Gewiss, auf der Fahrt ins Spital schwang Sentimentalität mit. Auf eine Art, als würde man einen geliebten Menschen aus den Augen verlieren. Aber nur temporär, sicher nicht für ewig. Trotzdem hatte ich, unmittelbar bevor wir das Spital erreichten, das Gefühl, ich müsste Flavio endlich gestehen, welchen Song ich mit ihm assoziiere. «Candy» von Iggy Pop und Kate Pierson, seit er vor über 20 Jahren in unserer WG durch die Wohnung tanzte. Er war gerührt.

Und Flavio selbst gab uns Mut. In keinem der vielen Telefonate liess er auch nur einen Hauch von Verzagtheit erahnen. Nichts deutete daraufhin, es könnte etwas schieflaufen. Flavio, positiv wie immer. Selbst im sterilen Spitalzimmer voll blühender Ideen für die Zukunft. Immer auf der Suche nach dem Licht. Und auch nach der ersten Chemotherapie fragt er: «Wie geht’s deinen Jungs? Wie läuft es mit dem Homeschooling? Machen sie gut mit? Ach komm schon: Sei nicht so streng, lass ihnen Freiraum. Wir können das Thema gerne mal genauer anschauen, wenn ich hier raus bin.» Kein Hadern, kein Jammern, kein Selbstmitleid. Alles wie immer.

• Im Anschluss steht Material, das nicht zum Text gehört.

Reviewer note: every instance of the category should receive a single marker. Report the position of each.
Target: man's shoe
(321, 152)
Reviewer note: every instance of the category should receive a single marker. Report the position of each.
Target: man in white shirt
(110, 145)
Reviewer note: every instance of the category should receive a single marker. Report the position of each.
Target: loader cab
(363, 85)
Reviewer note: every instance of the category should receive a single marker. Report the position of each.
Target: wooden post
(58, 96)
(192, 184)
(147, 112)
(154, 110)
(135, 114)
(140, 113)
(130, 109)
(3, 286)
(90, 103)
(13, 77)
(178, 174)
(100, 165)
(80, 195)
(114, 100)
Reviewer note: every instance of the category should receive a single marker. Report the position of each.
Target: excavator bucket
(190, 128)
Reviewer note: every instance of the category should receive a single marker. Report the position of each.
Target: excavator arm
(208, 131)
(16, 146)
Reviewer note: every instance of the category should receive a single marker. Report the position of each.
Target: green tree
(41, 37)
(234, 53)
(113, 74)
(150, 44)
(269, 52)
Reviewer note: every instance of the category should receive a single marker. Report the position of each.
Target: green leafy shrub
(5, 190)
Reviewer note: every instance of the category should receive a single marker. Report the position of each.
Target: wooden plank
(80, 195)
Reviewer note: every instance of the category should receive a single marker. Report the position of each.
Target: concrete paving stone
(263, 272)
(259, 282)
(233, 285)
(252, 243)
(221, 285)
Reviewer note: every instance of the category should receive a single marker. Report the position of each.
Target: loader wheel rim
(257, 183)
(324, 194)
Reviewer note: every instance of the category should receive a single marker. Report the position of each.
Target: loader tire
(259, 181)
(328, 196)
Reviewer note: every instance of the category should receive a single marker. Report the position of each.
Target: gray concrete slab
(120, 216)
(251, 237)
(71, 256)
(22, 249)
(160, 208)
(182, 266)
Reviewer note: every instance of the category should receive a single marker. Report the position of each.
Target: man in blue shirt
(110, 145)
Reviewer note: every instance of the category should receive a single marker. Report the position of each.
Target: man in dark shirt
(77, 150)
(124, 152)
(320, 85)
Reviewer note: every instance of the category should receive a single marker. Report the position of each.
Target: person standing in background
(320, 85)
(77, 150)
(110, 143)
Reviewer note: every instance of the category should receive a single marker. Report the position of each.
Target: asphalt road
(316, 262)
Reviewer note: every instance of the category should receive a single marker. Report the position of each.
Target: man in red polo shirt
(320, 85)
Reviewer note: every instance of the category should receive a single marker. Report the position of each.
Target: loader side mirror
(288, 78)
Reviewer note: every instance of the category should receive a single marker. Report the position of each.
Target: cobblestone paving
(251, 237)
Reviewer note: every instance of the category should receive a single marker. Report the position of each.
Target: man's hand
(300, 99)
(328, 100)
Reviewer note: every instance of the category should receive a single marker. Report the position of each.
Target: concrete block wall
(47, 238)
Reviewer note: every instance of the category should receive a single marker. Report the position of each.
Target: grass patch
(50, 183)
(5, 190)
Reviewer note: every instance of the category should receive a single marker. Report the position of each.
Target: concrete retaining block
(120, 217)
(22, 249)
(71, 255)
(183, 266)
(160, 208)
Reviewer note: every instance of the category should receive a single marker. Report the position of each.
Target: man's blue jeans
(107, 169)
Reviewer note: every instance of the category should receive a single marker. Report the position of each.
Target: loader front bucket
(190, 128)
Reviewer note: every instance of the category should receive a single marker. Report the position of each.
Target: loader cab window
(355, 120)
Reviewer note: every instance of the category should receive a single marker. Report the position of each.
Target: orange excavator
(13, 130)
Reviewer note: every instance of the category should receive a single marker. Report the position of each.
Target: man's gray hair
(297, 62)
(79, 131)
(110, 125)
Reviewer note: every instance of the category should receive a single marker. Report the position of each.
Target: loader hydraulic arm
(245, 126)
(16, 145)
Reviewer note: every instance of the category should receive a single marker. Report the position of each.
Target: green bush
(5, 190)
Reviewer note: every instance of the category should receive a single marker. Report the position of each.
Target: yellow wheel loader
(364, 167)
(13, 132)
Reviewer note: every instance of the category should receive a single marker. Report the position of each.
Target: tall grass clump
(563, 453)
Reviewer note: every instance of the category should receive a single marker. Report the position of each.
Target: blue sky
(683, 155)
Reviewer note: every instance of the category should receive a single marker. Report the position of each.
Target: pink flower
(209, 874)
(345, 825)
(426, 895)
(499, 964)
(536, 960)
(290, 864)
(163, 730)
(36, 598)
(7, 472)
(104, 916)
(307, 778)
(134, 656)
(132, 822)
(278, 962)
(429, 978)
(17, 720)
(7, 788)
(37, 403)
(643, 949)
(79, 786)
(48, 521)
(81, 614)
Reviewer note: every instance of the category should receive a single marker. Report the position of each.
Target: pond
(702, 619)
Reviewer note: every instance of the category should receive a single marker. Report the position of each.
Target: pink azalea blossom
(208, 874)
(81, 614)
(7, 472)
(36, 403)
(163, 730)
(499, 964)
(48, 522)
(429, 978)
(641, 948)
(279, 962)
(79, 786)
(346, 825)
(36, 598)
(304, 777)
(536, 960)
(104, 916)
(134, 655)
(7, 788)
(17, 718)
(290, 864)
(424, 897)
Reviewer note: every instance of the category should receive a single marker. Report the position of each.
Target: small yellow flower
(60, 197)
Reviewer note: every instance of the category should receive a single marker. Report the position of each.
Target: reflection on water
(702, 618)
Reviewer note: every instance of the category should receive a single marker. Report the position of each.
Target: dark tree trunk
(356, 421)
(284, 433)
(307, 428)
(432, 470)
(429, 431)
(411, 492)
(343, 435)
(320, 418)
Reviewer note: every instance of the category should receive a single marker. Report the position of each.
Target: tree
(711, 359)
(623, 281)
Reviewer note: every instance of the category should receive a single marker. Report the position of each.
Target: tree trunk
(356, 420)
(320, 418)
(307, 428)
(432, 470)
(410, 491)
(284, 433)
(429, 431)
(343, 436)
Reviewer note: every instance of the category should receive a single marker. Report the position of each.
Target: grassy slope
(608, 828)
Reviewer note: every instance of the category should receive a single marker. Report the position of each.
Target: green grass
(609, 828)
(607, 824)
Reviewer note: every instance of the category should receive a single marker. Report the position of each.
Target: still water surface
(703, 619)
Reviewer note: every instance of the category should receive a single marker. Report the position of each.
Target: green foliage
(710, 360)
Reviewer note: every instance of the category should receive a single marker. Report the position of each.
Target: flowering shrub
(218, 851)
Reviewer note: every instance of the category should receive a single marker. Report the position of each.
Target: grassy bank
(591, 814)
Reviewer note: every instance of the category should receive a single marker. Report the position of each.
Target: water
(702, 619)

Drei Wochen, nachdem ich Flavio ins Spital gefahren habe, erreichte uns die niederschmetternde Nachricht, dass Flavio gestorben ist. Uns – David, Pius, Tobias und ich – hat es den Boden unter den Füssen weggezogen. Wir haben uns noch am selben Abend getroffen. Wir haben getrauert, getrunken und geweint, aber kaum geredet. Es ging nicht anders. Wir sind noch immer unfassbar traurig, unfassbar ratlos, unfassbar verwirrt – einfach fassungslos – dass wir Flavio nie mehr sehen werden.

Ich hoffe, Sie werden verstehen, dass diese Kolumne die letzte ist. Ohne Kurt Cobain keine «Nirvana». Ohne Flavio kein «Gschobe».